Now for the next three weeks, the media will do its best to create a hagiography about Kerry and Edwards and contrast them with Bush and Cheney. Kerry will be secure in the knowledge that his running mate will energize the Democratic base in ways that he cannot and appeal to independents. This is where it pays to be President. You always have ways of seizing the initiative. If, in the next two or three weeks, Bush can find a way to step all over Kerry's party with a veep announcement, he could throw a huge monkey wrench into the Democratic campaign and it will focus the Press back on the President. Kerry wants to use the Edwards announcement to create a steamroller effect that will culminate in a Boston coronation and the aura of inevitability that he lost to Bush in May. If Bush can break this up, he breaks up Kerry's momentum and puts the game back at 45-45-10 (Nader doesn't count-he got 1% in 2000, and he will get less now. Same goes for those goobers in the Constitution Party and the Libbietarians) going into HIS convention.

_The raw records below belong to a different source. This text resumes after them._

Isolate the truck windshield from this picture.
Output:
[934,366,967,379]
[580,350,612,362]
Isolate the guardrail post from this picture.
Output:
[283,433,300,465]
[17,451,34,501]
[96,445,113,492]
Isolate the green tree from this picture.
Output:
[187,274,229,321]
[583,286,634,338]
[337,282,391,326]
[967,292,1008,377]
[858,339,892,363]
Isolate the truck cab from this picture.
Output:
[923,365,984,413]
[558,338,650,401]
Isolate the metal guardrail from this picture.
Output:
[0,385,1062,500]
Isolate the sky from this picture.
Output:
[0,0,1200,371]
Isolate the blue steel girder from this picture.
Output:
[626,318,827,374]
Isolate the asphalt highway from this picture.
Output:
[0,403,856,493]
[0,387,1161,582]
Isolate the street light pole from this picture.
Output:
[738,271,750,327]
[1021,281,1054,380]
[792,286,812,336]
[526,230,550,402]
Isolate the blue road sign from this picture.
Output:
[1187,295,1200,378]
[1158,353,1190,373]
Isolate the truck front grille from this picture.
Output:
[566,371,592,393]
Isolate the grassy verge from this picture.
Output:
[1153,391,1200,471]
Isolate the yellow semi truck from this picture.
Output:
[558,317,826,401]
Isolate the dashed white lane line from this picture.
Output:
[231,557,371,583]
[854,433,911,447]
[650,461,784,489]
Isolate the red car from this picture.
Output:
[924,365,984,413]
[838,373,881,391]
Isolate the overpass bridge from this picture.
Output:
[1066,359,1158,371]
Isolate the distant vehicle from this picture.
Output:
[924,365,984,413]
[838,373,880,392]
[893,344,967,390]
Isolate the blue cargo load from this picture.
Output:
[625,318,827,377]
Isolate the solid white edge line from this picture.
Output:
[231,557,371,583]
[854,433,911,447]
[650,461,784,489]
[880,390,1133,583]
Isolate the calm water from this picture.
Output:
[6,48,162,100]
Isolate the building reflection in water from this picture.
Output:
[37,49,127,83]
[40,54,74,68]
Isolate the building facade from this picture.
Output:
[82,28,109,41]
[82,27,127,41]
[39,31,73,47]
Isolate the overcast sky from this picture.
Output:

This is where Condoleezza Rice comes in. Her performance before the September 11th committee was pretty damn good, given the fact that the Democrats had come for a lynching. So I think she passed the pressure test to Bush's satisfaction, and to the satisfaction of most Americans. Only the Moore crowd dislikes her, and they dislike Bush anyway. I have a strong hunch that Bush knows how to keep a secret, and will announce Cheney's retirement (after the First Term is completed: no confirmation hearings to disrupt things) on the Thursday prior to the opening of Kerry's party. Indeed, if Bush decides to be a real prick, he'll do it on the Thursday of Kerry's acceptance speech, to drown out Kerry's face time with Condi Rice buzz.
Rice is a good pick for several reasons: seasoned foreign policy experience, sound conservative principles (especially on RKBA issues-gun people like me love her), and appears to be a centrist on abortion issues (she doesn't like it, and is personally pro-life, but doesn't want to try to repeal Roe, for instance). She's also black, female, and extremely telegenic.
Here's the problem with keeping Cheney: he doesn't reach out beyond the base demographic. Rice can do that. Republicans won't come close to winning black voters with Rice on the ticket, but if they score in the high teens, Kerry loses a bunch of battlegrounds that he needs. Rice can also make it a fifty-fifty game among women, and Kerry needs a sizable majority among women to win.
Cheney can't do this for Bush. I think Karl Rove knows this. I think it's now a question of timing (btw, I don't think it will be Rudy, as I think Rudy is to anti-RKBA for the base voters' comfort). Bush will wait until Kerry least expects it, and then will strike.
I find this scenario pretty plausible -- but then, I've been calling for Cheney to be replaced on the ticket, preferably by Condi, for quite a while. And given Edwards' record, it'll be hard to fault Rice for lack of experience, since her national-security credentials are a lot better than his.
I think that Cheney not only fails to bring votes to the ticket, but is an actual liability to Bush, and that if Bush keeps him it will probably cost him the election. I also think that there are a number of good picks out there -- not just Condi, but Rudy Giuliani (though I agree that the already-sullen gun-rights segment of the base wouldn't be overjoyed with him), John McCain, or Colin Powell, for example. We'll see.